Il a traversé le détroit. Il a passé quelque temps à Séville. Ensuite, il n’a plus donné signe de vie pendant deux mois. Son dernier courrier est daté de Marseille. On avait essayé de comprendre pourquoi il était allé dans la cité phocéenne. Puis on n’avait plus eu de ses nouvelles. J’ai écrit de nombreuses lettres pour ma tante. J’ai gardé l’une d’entre elles que je n’avais pas postée, je n’avais pas l’argent nécessaire pour l’affranchir puis je l’ai oubliée. Je l’ai retrouvée il n’y a pas longtemps. Dans cette lettre, j’indique à mon oncle que mes résultats scolaires en anglais sont excellents et que si ça continue, je pourrai faire des études longues comme il le souhaitait.
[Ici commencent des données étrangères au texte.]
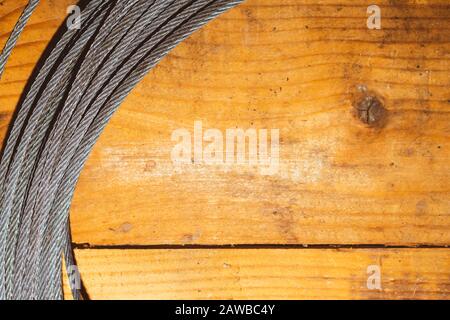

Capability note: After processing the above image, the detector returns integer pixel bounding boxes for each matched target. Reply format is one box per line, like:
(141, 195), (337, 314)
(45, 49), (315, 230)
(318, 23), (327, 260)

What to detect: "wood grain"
(0, 0), (450, 245)
(65, 249), (450, 299)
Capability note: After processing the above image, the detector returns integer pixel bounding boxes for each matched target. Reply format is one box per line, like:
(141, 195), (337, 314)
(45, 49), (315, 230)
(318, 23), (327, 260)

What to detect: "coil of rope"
(0, 0), (243, 299)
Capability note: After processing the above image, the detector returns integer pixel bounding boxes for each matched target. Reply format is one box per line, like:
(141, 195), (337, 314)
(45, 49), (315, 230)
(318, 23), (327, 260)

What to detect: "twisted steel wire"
(0, 0), (243, 299)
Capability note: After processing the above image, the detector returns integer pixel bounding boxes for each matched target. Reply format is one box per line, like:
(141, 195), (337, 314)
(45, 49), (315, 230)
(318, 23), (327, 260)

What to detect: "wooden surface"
(0, 0), (450, 298)
(65, 249), (450, 299)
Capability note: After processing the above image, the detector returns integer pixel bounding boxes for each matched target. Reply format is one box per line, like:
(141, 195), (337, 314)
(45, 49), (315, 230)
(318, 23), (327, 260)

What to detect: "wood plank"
(64, 249), (450, 299)
(0, 0), (450, 245)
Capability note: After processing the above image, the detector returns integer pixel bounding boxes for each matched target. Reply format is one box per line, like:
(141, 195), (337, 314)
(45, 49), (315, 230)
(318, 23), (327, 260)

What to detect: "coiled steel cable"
(0, 0), (243, 299)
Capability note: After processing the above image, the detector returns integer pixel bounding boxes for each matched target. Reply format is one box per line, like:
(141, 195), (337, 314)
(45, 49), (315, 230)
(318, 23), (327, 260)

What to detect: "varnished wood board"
(0, 0), (450, 245)
(65, 249), (450, 299)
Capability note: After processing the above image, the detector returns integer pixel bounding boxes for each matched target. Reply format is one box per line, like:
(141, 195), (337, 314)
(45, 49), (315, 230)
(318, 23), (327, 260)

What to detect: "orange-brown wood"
(0, 0), (450, 299)
(65, 249), (450, 299)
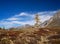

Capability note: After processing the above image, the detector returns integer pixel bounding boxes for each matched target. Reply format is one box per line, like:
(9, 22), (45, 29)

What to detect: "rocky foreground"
(0, 28), (60, 44)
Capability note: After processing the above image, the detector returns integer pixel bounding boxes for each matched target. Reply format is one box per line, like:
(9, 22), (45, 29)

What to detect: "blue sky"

Je voulais savoir pourquoi mon oncle s’était rendu dans la cité phocéenne. C’est pour ça que je suis allé de nombreuses fois à Marseille qui a été le dernier lieu à l’avoir vu vivant. J’étais persuadé depuis toujours qu’il y avait une clef à Marseille. Mon oncle ne devait pas y être allé par hasard. On ne recherche pas une femme qu’on aime passionnément pour tout bâcler à la dernière minute.
Mon oncle ne faisait jamais les choses à la légère même s’il traînait une vieille réputation qui faisait de lui un rêveur impénitent. Il était convaincu qu’il retrouverait tôt ou tard l’objet de son amour. Et cela, rien ni personne ne le lui aurait enlevé de la tête. Il y avait une raison à cela s’il s’était rendu dans une direction plutôt que dans une autre.
Marseille était la clef de tout.
C’est de la cité phocéenne que la diva devait s’envoler vers le Maroc pendant la guerre. Elle avait été accompagnée jusqu’au port par un émissaire de la France libre avant d’embarquer, à la dernière minute, sans qu’on ne sache jamais pourquoi, à bord d’un avion qui s’est dirigé vers Tanger.
J’ai retrouvé très peu de choses sur ce voyage. Un carnet personnel garde le souvenir d’une femme qui se réjouit à l’idée de se rendre utile dans ce pays, le Maroc, où elle s’est déjà rendue. Elle y a chanté dans les années trente. Elle a fait salle comble à Casablanca. Elle n’avait pas eu le temps de visiter cette ville qu’on disait sublime. Elle n’avait pas cessé de penser à ce pays et de dire dès qu’elle en avait l’occasion que ses traditions étaient raffinées et ses mœurs très douces. Elle y avait chanté tous ses succès pendant des heures, elle était en nage, elle n’avait plus de force, elle tenait à peine sur ses jambes. Elle n’avait eu aucune envie de s’arrêter de chanter. Jamais cela ne lui était encore arrivé. On lui avait demandé de rechanter de nombreuses fois «J’ai deux amours». Elle avait chanté au bord des larmes. Elle n’avait pas pu dormir cette nuit. Elle était restée jusqu’à l’aube sur le balcon de son hôtel, elle occupait une suite au troisième étage de… l’hôtel Lincoln!
Après ce voyage mémorable au Maroc, qui comptera pour elle jusqu’au bout, elle retournera à Marseille, où elle restera quelque temps avant de regagner Paris.